The conflict, the first on European soil since the Balkans over a quarter-of-a-century ago, follows Russia’s annexation of Crimea in 2014 and comes after weeks of speculation as to when—not if—the Russian state would invade.
Following the beginning of hostilities on Wednesday, Germany’s DAX index fell from 14,631.36 to 13,989.41 before recovering slightly, but is currently again on a downward trend.
Meanwhile, the FTSE 100 went from 7,498.18 to 7,303.55. The CAC 40 in France, which has been on a downward trend for some time, fell from 6,869.27 to 6,496.26 before mimicking the DAX. The IBEX 35 in Spain followed a similar trend, dropping from 8,434.6 to 8,081.2 over one day.
As far as media reporting goes, Reuters went with oil jumping above $100 a barrel with stocks diving.
It wrote: “Oil prices broke above $100 a barrel for the first time since 2014, stock markets slumped and the rouble hit a record low on Thursday after Russian president Vladimir Putin launched an invasion of Ukraine.”
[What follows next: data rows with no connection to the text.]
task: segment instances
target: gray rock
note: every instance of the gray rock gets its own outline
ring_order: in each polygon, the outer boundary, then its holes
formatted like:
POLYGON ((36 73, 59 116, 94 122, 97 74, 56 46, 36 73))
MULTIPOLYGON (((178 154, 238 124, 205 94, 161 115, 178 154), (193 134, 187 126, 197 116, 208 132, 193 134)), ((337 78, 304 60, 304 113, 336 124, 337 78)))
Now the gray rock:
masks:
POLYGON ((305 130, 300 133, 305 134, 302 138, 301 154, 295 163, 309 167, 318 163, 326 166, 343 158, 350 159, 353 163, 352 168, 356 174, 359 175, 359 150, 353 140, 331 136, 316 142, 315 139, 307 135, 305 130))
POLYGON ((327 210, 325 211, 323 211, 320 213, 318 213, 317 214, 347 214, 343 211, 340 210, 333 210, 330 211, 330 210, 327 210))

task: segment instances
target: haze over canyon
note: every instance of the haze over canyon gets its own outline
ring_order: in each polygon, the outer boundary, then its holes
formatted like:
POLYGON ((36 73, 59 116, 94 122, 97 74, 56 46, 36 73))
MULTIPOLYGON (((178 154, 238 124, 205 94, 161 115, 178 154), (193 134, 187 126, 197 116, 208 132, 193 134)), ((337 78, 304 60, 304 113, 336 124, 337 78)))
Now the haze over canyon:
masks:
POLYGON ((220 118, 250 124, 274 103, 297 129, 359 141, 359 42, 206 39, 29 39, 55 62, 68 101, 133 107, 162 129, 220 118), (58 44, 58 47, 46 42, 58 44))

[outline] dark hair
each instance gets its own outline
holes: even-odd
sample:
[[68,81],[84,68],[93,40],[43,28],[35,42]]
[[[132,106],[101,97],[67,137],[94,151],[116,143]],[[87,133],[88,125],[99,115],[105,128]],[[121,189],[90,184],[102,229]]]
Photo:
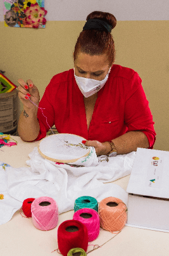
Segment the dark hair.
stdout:
[[[116,18],[109,13],[95,11],[87,16],[86,20],[89,19],[104,20],[112,26],[112,29],[116,25]],[[80,51],[91,56],[106,54],[110,67],[113,65],[115,60],[114,41],[111,33],[106,31],[100,31],[94,29],[81,32],[73,53],[74,61]]]

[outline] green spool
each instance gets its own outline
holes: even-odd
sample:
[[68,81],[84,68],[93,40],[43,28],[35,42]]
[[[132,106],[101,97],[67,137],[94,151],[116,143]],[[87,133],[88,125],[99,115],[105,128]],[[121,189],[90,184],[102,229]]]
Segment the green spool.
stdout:
[[81,254],[78,254],[80,256],[86,256],[86,253],[84,250],[84,249],[82,249],[81,248],[73,248],[73,249],[71,249],[68,254],[67,256],[73,256],[74,253],[80,253]]
[[84,208],[90,208],[98,212],[98,203],[96,198],[92,196],[80,196],[75,200],[74,212]]

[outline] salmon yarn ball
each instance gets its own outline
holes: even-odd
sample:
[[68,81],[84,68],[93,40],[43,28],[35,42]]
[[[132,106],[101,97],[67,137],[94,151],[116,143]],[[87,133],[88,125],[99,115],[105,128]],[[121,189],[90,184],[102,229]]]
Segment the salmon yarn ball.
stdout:
[[112,196],[103,199],[99,205],[101,227],[111,233],[120,232],[127,221],[127,211],[120,199]]

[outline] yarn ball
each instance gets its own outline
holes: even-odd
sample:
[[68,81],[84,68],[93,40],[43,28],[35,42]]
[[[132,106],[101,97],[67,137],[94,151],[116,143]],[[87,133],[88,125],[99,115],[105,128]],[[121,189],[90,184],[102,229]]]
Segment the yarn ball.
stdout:
[[98,212],[98,203],[96,198],[92,196],[80,196],[75,200],[74,203],[75,212],[83,208],[91,208]]
[[85,225],[88,232],[88,241],[95,240],[99,234],[100,220],[98,212],[89,208],[78,210],[73,214],[73,220]]
[[27,198],[23,202],[22,210],[25,215],[27,217],[30,218],[32,217],[31,205],[34,200],[35,198]]
[[77,252],[80,253],[80,256],[87,255],[85,252],[82,249],[82,248],[73,248],[68,252],[67,256],[73,256],[74,253],[76,253]]
[[120,199],[111,196],[103,199],[99,206],[101,227],[111,233],[121,231],[127,221],[127,211]]
[[41,196],[35,199],[31,205],[32,222],[41,230],[50,230],[58,222],[58,207],[51,197]]
[[63,256],[67,256],[68,252],[75,248],[81,248],[86,252],[88,246],[86,226],[78,221],[64,221],[58,229],[58,243]]

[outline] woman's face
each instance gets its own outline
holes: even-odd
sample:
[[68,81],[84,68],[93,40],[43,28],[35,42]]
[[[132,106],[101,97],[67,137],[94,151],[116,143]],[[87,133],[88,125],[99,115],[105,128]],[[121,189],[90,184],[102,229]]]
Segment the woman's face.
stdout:
[[110,67],[105,54],[91,56],[82,52],[78,53],[74,66],[77,76],[99,80],[104,79]]

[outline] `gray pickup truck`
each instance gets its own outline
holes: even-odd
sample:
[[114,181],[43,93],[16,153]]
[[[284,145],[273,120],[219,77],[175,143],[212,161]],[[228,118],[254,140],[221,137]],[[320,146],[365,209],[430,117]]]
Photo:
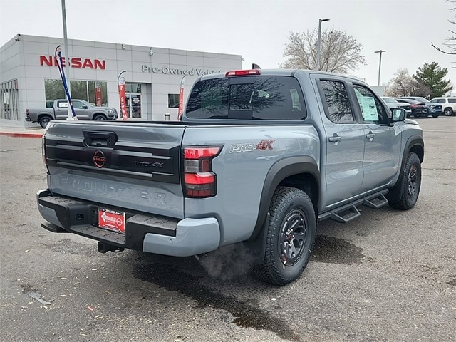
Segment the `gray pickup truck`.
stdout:
[[[95,107],[83,100],[72,100],[73,107],[78,120],[105,120],[117,119],[117,110],[108,107]],[[68,103],[66,100],[55,100],[52,108],[27,108],[26,121],[38,123],[46,128],[51,120],[66,120],[68,117]]]
[[405,115],[357,79],[253,69],[198,78],[182,122],[51,122],[42,227],[101,252],[242,244],[255,275],[286,284],[304,270],[318,221],[415,205],[424,142]]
ING, meanwhile, noted that offshore trading showed a continued sell-off in Russian USD debt.
It said: “There has been no trading of local currency OFZ Russian sovereign bonds today, but the more liquid 2047 USD Eurobond has sold off further, with yields another 50bp higher near 6.00%. In light of new prohibitions to trade Russian sovereign bonds in the secondary market, for new debt issued from March 1st onwards, investors will watch carefully for the performance of OFZs when they re-open tomorrow. Prior to the sovereign debt sanction announcement, non-residents held RUB 2.8trn ($35.3bn), or around 18% of the overall OFZ market.”
It added: “The US, EU, UK, and Canada reacted by jointly widening the sanction regime. Most importantly, the Nord Stream 2 gas pipeline project was frozen until further notice, foreign participation in Russia’s sovereign debt issued after 1 March was banned, Russia’s two financial institutions, State Corporation Vnesheconombank (VEB) and Promsvyazbank were slapped with blocking financial sanctions (cut off from FX transactions and asset freeze), and the same was applied to a number of high-ranking individuals.”
It went on: “Perhaps more importantly, US president Biden indicated that the announced measures are just the first tranche.”
Given that the first round of defense from Ukraine’s allies seems to be economic—and despite the weakness of the UK’s response—it will be interesting to see what happens next. One solution mentioned has been for Russia to be kicked off the SWIFT system for foreign payments, which is based in Belgium.